I’ve noticed this in my own life more times than I can count. Sometimes the hardest part wasn’t the situation itself. It was the amount of energy I spent wishing the situation were different.
Turning Toward Instead of Away
One of the most unexpected discoveries in my healing journey has been this: the emotions I feared the most often became less frightening once I stopped running from them.
Grief did not consume me when I allowed myself to grieve.
Fear became more understandable when I became curious about what it was protecting.
Loneliness softened when I stopped treating it as something shameful and instead saw it as a reminder that human connection matters deeply to me.
None of these emotions disappeared overnight.
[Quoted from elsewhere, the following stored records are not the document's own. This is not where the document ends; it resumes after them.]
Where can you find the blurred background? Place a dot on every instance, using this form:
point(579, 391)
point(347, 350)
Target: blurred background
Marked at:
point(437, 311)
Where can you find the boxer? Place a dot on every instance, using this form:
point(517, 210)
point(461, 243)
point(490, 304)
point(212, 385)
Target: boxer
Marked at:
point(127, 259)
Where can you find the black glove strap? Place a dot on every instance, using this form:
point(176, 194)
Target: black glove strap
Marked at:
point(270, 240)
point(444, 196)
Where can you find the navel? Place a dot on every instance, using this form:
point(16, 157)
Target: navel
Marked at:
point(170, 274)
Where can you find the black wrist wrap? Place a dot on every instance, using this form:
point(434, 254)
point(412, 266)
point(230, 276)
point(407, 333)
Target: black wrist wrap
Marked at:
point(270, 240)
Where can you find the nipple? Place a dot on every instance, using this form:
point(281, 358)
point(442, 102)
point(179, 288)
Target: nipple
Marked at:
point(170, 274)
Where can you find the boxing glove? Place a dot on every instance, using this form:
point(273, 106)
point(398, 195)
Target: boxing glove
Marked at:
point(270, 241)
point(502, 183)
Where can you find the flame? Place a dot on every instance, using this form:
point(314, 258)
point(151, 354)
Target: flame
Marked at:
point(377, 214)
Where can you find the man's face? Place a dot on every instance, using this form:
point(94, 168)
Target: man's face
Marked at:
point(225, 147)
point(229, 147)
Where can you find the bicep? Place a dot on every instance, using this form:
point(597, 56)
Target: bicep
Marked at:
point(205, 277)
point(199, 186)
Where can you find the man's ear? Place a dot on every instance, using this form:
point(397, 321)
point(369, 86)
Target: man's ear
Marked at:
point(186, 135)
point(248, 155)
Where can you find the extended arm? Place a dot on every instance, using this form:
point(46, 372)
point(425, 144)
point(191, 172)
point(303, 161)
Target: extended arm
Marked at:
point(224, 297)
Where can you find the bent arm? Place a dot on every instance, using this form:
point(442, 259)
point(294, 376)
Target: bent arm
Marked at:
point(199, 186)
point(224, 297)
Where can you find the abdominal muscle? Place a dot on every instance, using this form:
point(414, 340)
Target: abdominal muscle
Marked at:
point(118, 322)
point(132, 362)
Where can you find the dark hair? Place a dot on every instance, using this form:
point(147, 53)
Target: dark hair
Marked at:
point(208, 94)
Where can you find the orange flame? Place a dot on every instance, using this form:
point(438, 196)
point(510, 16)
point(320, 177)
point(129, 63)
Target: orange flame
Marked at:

That wasn’t the point.
The point was that they no longer controlled me in the same way once I was willing to meet them with honesty instead of resistance.
There is a quiet courage in turning toward our experience rather than away from it. It doesn’t mean we enjoy pain or seek out suffering. It simply means we trust that we are capable of sitting with our own humanity.
The Door We Keep Walking Past
One of the insights that continues to stay with me is that healing often waits behind the very door we keep trying to avoid.
The difficult conversation.
The apology.
The tears we’ve held back.
The truth we’ve been reluctant to admit.
The need for rest.
The willingness to ask for help.
We spend so much energy trying to avoid discomfort that we rarely consider another possibility: perhaps discomfort is pointing us toward the next stage of our growth.
Not every painful experience carries a lesson, and we shouldn’t romanticize suffering. But many experiences invite us to become more compassionate, more honest, and more awake to our lives if we’re willing to meet them with an open heart.
A Thought to Carry Into the Week
The next time you catch yourself reaching for a distraction, pause for just a moment before you do. You don’t need to judge yourself or force anything to change. Simply ask, “What am I hoping not to feel right now?” You may not receive an answer immediately, but the question itself opens a door. And sometimes healing begins not by finding the answer, but by having the courage to ask the question.